That all the green stuff we look at and see as trees, all the black stuff that we see as asphalt, you know, all the sort of gray stuff that we see as rocks, all the blue stuff as water, that kind of stuff, is all empty. It's all empty space. And what we're perceiving as solid,
we can prove to ourselves with the grit physics that what we see as solid is, in fact, not. It's just empty. and it presents this appearance to us. Okay, so that's from the grit perspective. We can prove that there's just emptiness everywhere. And then this brings up that particular idea. So say that you were ultimate consciousness,
and you're everything, everywhere, in existence, constantly, forever. And let's just postulate that you have some level of emotion at the moment some some um something that is prompting you to act okay desire let's just say that and so your desire whether it's emotionally driven or
whatever is to um is you want you're kind of bored you want to see what uh see if it's possible to create novelty novelty itself is an is a novel thought it is it's self-defining if your ultimate consciousness and you have a uh and you've never thought about it before, and then you think about novelty,
and the idea that there might be something that could exist that you don't know about, and ahead of time, which would be really a staggering surprise kind of thing for you as the all-knowing, then you'd say, wow, you know, the thought that I could maybe create conditions that would bring about novelty is itself novel,
and is worth pursuing, Simply because of that aspect of it, right? So, then you have to set about. So, this is the ontological viewpoint. And we don't have a formalized methodology for studying physics, this other physics, from the ontological viewpoint. Okay, this is called the Z-physics, by the way, because of the zero-point energies. zero-point technology stuff, okay?

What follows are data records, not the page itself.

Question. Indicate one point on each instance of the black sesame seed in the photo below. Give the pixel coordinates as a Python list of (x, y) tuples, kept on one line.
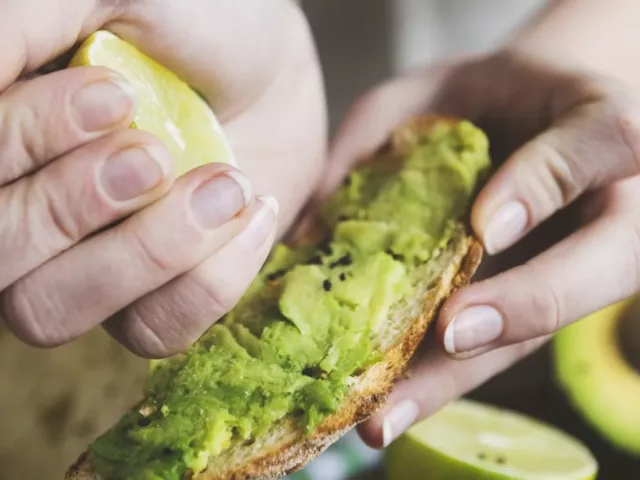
[(167, 452), (277, 274), (396, 256), (326, 249), (345, 261), (143, 422), (315, 260)]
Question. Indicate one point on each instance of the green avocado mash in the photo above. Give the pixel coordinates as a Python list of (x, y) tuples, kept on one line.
[(306, 324)]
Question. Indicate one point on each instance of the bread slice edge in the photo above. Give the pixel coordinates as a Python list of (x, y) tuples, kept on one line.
[(369, 394)]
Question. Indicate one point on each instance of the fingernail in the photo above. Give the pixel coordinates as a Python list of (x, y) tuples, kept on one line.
[(103, 104), (399, 419), (134, 171), (259, 227), (473, 328), (218, 200), (505, 227)]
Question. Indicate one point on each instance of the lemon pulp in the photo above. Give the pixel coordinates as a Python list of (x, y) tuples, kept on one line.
[(167, 107), (469, 440)]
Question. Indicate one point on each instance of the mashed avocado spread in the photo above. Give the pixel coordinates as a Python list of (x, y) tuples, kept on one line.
[(305, 326)]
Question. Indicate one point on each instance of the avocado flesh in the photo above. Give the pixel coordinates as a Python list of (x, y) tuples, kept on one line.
[(598, 380), (306, 324)]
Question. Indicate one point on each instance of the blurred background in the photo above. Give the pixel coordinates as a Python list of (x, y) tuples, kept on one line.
[(53, 403)]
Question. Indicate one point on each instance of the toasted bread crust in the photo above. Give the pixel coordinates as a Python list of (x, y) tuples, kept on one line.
[(372, 389)]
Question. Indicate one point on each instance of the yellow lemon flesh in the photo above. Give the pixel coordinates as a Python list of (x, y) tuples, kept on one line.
[(166, 106), (469, 440)]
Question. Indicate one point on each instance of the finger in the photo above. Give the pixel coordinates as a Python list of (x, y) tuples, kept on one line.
[(102, 275), (90, 188), (173, 317), (598, 142), (364, 129), (436, 380), (43, 118), (33, 32), (547, 293)]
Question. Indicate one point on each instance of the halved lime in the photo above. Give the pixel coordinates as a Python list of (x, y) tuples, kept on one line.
[(167, 107), (469, 440)]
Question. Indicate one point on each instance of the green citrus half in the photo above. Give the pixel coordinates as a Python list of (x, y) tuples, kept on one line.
[(469, 440), (166, 106)]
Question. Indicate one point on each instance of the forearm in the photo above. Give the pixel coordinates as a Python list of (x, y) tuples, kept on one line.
[(599, 34)]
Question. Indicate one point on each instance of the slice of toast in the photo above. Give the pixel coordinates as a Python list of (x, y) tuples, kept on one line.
[(286, 447)]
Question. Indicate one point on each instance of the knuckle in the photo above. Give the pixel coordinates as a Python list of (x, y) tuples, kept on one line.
[(58, 220), (150, 337), (31, 134), (634, 249), (552, 180), (626, 124), (546, 310), (18, 311), (221, 298), (154, 257)]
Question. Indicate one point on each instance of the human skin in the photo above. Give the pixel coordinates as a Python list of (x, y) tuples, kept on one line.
[(558, 218), (95, 228)]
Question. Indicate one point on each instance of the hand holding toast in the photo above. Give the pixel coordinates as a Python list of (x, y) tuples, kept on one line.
[(557, 216)]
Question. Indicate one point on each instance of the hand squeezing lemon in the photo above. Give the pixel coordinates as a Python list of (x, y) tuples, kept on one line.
[(471, 441), (166, 106)]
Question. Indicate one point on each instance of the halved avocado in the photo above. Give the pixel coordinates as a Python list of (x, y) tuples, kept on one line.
[(595, 368)]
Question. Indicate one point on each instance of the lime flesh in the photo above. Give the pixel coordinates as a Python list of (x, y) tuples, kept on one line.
[(468, 440), (166, 106)]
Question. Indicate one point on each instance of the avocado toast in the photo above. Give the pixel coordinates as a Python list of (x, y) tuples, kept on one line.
[(317, 341)]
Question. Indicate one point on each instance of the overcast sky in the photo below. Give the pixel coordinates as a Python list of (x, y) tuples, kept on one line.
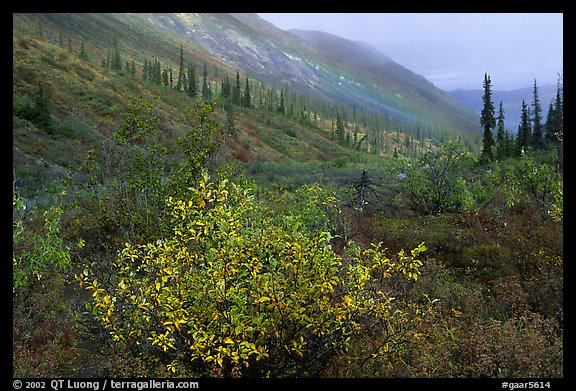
[(453, 50)]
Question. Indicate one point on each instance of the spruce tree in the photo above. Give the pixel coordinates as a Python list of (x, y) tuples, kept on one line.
[(247, 99), (236, 90), (501, 134), (180, 82), (523, 138), (82, 55), (340, 130), (116, 64), (41, 116), (537, 133), (192, 86), (206, 93), (487, 121)]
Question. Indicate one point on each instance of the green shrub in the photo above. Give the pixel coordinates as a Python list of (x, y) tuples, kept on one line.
[(233, 294)]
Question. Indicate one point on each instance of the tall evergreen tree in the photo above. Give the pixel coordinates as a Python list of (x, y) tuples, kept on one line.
[(501, 143), (116, 62), (487, 121), (236, 90), (523, 138), (225, 91), (247, 98), (537, 133), (165, 80), (145, 70), (340, 130), (192, 86), (554, 119), (83, 55), (281, 106), (42, 117), (180, 82), (206, 93)]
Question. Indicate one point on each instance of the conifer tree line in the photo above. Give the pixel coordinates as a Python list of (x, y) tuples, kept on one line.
[(349, 126), (533, 134)]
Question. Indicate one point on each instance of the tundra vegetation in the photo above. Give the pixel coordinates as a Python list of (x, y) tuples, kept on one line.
[(188, 236)]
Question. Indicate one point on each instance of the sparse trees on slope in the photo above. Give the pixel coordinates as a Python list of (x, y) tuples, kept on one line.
[(537, 132), (501, 142)]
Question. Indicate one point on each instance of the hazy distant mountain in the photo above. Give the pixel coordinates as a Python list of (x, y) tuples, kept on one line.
[(511, 101)]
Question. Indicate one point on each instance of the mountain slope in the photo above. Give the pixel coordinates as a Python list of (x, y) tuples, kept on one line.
[(322, 65), (511, 102)]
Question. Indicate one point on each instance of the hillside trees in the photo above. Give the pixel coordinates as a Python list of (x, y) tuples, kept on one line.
[(487, 121), (537, 131)]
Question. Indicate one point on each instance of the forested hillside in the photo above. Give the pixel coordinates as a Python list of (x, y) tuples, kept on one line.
[(177, 216)]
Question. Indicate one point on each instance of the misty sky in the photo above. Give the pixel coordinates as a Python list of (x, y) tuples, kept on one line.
[(453, 50)]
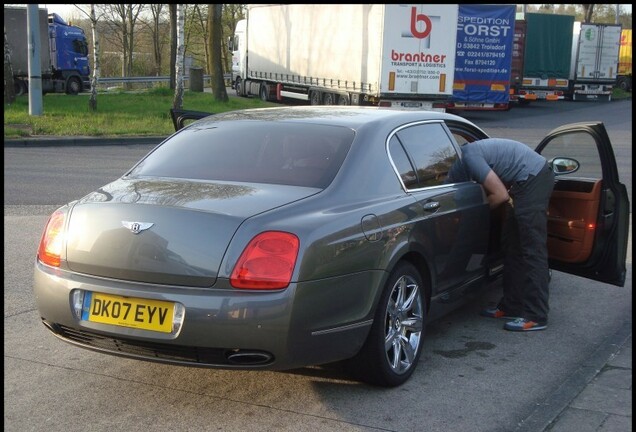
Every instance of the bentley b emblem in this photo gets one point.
(137, 227)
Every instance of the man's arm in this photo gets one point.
(496, 191)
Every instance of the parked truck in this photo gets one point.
(63, 52)
(546, 49)
(483, 57)
(392, 55)
(594, 61)
(624, 80)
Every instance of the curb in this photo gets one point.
(547, 411)
(81, 141)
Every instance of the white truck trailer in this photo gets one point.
(594, 61)
(391, 55)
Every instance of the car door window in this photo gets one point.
(429, 151)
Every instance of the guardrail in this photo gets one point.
(151, 79)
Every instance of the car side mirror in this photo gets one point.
(562, 165)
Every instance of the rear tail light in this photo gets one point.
(52, 241)
(267, 262)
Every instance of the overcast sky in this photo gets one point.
(68, 11)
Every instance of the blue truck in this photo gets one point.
(63, 52)
(483, 57)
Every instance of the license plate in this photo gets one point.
(146, 314)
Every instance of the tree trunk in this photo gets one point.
(214, 41)
(9, 85)
(178, 92)
(92, 102)
(173, 44)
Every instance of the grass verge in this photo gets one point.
(118, 114)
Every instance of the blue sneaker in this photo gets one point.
(522, 324)
(496, 313)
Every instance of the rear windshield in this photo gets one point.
(252, 151)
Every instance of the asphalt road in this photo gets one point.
(473, 376)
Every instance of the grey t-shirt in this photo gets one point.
(510, 160)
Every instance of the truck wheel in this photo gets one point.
(315, 98)
(73, 86)
(20, 87)
(264, 93)
(623, 84)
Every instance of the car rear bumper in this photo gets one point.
(305, 324)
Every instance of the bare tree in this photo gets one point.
(93, 18)
(9, 86)
(216, 66)
(122, 19)
(159, 37)
(173, 44)
(201, 17)
(588, 10)
(178, 92)
(232, 13)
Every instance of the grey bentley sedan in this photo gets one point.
(285, 237)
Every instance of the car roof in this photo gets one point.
(348, 116)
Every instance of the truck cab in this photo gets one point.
(69, 55)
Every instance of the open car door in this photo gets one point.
(588, 220)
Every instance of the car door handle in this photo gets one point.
(431, 206)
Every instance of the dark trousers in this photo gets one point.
(525, 235)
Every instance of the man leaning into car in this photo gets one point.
(514, 175)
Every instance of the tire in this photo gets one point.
(20, 87)
(343, 100)
(623, 84)
(393, 347)
(315, 98)
(73, 86)
(264, 93)
(329, 99)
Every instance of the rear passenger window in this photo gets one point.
(402, 163)
(429, 149)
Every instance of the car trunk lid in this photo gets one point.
(165, 231)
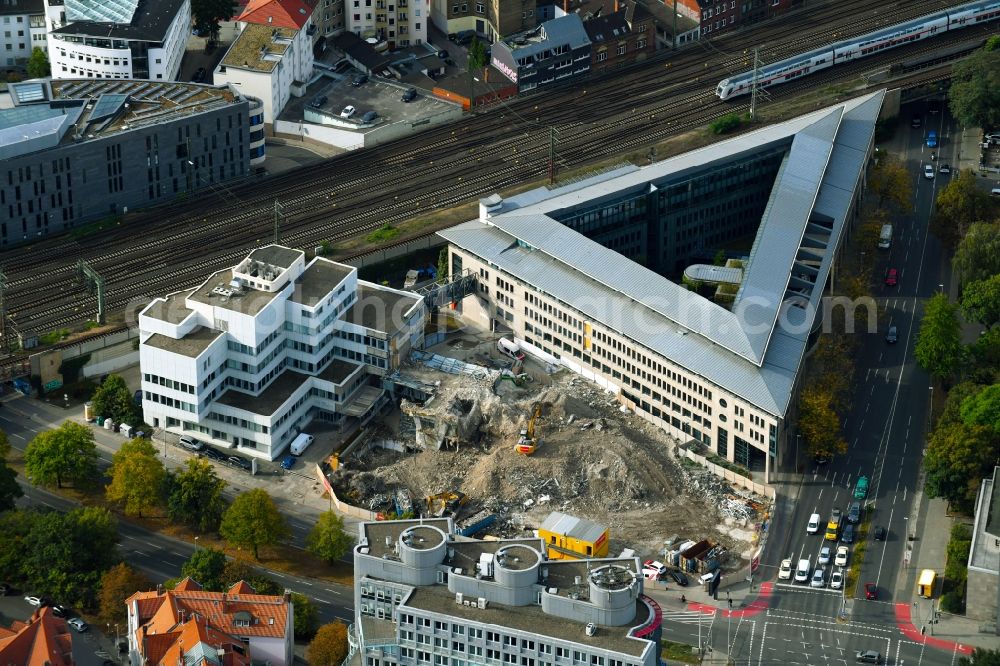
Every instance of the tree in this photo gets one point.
(981, 300)
(939, 341)
(306, 616)
(38, 64)
(978, 254)
(113, 400)
(67, 453)
(327, 540)
(196, 496)
(207, 566)
(117, 584)
(329, 648)
(974, 97)
(253, 521)
(136, 477)
(958, 458)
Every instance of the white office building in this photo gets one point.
(252, 355)
(127, 39)
(425, 595)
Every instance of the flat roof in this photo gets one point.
(317, 281)
(191, 345)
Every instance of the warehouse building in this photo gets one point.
(251, 356)
(424, 595)
(577, 275)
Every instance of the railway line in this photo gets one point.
(358, 192)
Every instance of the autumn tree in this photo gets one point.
(136, 477)
(67, 453)
(327, 540)
(253, 521)
(196, 496)
(117, 584)
(330, 646)
(939, 341)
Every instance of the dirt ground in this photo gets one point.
(595, 461)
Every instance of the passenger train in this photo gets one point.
(838, 53)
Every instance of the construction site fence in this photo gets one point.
(728, 474)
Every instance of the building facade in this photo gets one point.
(136, 39)
(67, 145)
(255, 353)
(423, 595)
(574, 275)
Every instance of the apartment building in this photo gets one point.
(251, 356)
(424, 595)
(132, 39)
(577, 276)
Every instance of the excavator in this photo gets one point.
(527, 443)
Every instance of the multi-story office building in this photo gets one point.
(132, 39)
(577, 275)
(424, 595)
(253, 354)
(66, 147)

Or the zero-point really is their way of, the gritologists' way of expressing this infinite energy, which they don't really know where it comes from and all of that, but guys, that infinite energy is consciousness. If it wasn't there to supply the energy, you would not have it. Anyway, so here you are, your infinite consciousness is
You want to have something that's new. You want to have something that's novel. Well, how do you go about it? And there's all this, you know, all these various different potentials, but at some point you decide, oh, well, one of the ways to go about it would be,
I could split myself up into little chunks and then let my little chunks interact in a constrained fashion and see if we can get novelty to emerge. In other words, it's the concept of sort of like making A video game right and so your consciousness and you could decide well I want to do
this and that's when it starts getting difficult for The grit ologist and everybody in their understanding but for the ontology ontological Analyst it becomes relatively simple. Okay, because if you say to yourself if you so in this examination of We are not using reductionism, all right?
And so I don't know that we're actually inventing a new form of a methodology here, but it may be that. I have yet to investigate the formalities that exist within the ontological examination world. Actually, they're very few and far between. And so it's a bitch to kind of go and hunt them up.
But anyway, so here you are, your ultimate consciousness, you decide you want to have a novelty experience, how do you start? And then you decide, okay, well, I'm going to bust myself up into lots of little pieces. That's a first start. That's a novel thing to do. And then you start saying, okay, how is that achieved?
And what would be the criteria that would be required? Well, if we think about it logically, the first criteria that's required for the... The busting up of great ultimate consciousness into bazillions of little tiny consciousness would be the ability to isolate them from each other, to separate them from each other, okay?
And so you're sitting there as consciousness and you say, hmm, now that's a cool idea. Now, how do we go about this? Okay, so now bear in mind, nothing exists except for you. And so you decide, okay, I know what will separate consciousness, and that is if I put consciousness into, if I create matter,
and I put consciousness into matter, then consciousness is instantly separated by the conditions of matter. Okay, and so you say to yourself, well, I'm going to create this materium, and I'm going to create matter, matter within that matter, materium, and then I'm going to shove myself as consciousness in little chunks into that matter,
into all those little meat suits, and see what happens. Okay, so isolation from each other is the first requirement in the ontological models. All of physics has only, all of what we consider physics, the materium, the material world, our bodies, you know, the place your butt sits on,
all of this stuff only exists for the single goal of providing the isolation that is necessary for this experiment. So ponder that for a second, okay? You're isolating yourself as consciousness so that you can have the illusion of separation such that you can have communications between these little chunks in this constrained fashion that may produce novelty.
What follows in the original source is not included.